Zé Celso e o nosso continuar esperando Godot em pleno 2022 [Diálogos com o teatro]

* Atenção: este texto possui spoiler da peça!


Beckett, através de seu teatro - e toda sua literatura - do absurdo, leva ao paroxismo cenas que, no fundo, são o nosso mais banal quotidiano, mas que normalizamos - até como forma de suportar o sem sentido de ações em um mundo (socialmente construído) que reiteradamente nos nega a possibilidade de criar sentido à nossa existência. "A gente sempre inventa alguma coisa para ter a impressão que a gente existe", diz Estragon, talvez numa frase já caduca para o século XXI, primeiro porque a gente não precisa ter a impressão de que existimos, precisamos passar essa impressão; e segundo porque estamos num tempo em que crianças são instadas a obedecer até mesmo em seus momentos de lazer, entretidas e devidamente caladas por parafernálias eletrônicas ou animadores de festas, que negam qualquer tempo vazio por onde a criatividade e a autonomia possam florescer - porque uma pessoa diante do vazio é uma pessoa que questiona e incomoda, uma pessoa que inventa e pode fugir do controle. 

A não ser que seja a pessoa o próprio vazio: desprovido de qualquer relação com o tempo que não seja de tédio, como Estragon, a viver num eterno presente, em que sequer as marcas no corpo - a ferida da perna, do chute de Lucky (ou Felizardo, como na versão do Oficina), a necrosar - conseguem imprimir uma memória, e cujas lembranças são apenas as referências mais óbvias para estar no mundo - um mundo muito estreito, ainda por cima -, como sua amizade com Vladimir.
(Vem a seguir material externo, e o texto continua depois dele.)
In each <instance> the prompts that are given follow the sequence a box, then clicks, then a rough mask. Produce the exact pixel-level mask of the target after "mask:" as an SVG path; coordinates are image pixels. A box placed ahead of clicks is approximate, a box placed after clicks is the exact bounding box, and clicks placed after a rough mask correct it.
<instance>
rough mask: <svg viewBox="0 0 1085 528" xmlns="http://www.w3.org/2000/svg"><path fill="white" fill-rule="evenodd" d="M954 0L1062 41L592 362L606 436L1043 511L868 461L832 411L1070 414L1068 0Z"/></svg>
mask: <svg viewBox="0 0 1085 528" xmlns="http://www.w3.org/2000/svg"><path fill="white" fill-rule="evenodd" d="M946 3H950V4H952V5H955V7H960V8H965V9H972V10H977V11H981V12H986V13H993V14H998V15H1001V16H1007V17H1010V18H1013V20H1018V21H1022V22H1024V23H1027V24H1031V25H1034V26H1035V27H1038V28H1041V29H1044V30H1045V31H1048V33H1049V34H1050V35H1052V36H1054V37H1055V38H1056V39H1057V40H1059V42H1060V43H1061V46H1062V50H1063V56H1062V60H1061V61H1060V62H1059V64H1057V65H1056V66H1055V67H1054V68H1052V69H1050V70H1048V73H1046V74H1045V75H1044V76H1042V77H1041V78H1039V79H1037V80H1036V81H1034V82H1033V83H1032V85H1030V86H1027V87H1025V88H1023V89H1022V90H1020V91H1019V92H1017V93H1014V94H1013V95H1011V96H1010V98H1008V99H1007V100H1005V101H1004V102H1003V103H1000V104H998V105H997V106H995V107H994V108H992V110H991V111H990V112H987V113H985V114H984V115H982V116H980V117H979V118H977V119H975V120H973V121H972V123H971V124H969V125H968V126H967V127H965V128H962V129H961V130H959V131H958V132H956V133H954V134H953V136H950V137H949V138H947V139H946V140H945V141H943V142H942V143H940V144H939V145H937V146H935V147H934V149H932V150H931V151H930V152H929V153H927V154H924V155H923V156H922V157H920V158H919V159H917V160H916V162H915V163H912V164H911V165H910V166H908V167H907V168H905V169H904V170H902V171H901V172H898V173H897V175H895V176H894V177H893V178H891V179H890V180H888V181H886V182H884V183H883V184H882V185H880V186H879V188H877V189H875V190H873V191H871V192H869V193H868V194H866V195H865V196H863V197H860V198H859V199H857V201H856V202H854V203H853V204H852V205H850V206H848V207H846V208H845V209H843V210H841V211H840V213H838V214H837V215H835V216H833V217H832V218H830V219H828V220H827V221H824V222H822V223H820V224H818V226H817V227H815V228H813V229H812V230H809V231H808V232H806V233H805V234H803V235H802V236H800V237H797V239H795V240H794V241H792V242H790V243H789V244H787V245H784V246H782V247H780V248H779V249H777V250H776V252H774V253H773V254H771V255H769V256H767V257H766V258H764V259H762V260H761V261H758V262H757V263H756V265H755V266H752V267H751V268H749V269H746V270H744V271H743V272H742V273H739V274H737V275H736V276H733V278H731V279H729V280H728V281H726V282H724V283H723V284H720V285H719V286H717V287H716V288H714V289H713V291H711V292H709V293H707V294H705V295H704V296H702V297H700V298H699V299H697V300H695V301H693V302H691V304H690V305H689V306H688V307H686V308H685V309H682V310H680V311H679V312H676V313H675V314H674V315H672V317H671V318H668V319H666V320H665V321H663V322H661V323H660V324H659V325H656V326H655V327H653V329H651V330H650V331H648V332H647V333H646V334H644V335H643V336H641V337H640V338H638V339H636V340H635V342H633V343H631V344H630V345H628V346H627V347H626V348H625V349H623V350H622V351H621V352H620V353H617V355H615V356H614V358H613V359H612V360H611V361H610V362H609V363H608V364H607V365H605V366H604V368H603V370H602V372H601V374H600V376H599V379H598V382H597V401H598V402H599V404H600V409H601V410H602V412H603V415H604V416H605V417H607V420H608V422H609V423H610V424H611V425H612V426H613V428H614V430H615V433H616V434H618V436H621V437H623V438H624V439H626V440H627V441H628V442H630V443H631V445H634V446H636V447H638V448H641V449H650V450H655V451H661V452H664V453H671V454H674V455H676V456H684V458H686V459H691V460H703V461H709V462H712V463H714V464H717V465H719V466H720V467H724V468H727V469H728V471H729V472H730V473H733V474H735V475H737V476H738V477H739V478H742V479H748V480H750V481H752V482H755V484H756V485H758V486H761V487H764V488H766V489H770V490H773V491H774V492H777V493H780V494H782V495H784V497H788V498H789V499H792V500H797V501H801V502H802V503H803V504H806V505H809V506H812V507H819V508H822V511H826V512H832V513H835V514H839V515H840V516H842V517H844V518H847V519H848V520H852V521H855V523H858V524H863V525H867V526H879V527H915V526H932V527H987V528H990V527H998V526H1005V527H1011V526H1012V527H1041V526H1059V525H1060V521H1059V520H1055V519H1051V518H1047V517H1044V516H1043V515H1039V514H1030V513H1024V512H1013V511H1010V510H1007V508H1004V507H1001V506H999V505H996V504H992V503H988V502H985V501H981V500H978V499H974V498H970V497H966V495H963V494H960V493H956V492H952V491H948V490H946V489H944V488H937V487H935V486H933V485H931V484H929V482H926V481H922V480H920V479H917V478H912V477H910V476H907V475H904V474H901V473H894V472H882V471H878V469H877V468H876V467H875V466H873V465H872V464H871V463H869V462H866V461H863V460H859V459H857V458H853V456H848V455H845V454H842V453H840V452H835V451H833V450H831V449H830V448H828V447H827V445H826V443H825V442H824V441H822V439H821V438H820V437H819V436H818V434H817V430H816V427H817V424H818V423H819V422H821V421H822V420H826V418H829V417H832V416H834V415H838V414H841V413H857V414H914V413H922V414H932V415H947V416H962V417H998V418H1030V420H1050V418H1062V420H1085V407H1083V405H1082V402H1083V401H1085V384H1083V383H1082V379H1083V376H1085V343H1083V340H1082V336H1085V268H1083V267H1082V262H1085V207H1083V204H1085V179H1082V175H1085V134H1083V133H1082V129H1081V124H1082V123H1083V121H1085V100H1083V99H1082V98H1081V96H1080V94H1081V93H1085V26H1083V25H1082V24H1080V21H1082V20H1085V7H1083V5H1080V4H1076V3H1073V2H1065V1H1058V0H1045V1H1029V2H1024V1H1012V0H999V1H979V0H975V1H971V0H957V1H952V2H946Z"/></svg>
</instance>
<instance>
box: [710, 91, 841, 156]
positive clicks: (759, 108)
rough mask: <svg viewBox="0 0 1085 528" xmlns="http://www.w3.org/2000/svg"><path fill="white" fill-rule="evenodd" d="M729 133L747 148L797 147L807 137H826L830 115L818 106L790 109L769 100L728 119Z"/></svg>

Sim, talvez um avanço para o tipo ideal de sujeito que temos hoje: cidadãos de não-lugares, que não estabelecem mais que relações fugazes, rasas - líquidas - com tudo o que o rodeia (locais, coisas e pessoas), e se movimentam em meio a sinalizações publicitárias.

A montagem de Esperando Godot feita pelo Teatro Oficina, é de uma feliz sutileza ao atualizar a condição do sujeito de hoje à obra de 1952, sem deixar se seguir muito rente ao texto.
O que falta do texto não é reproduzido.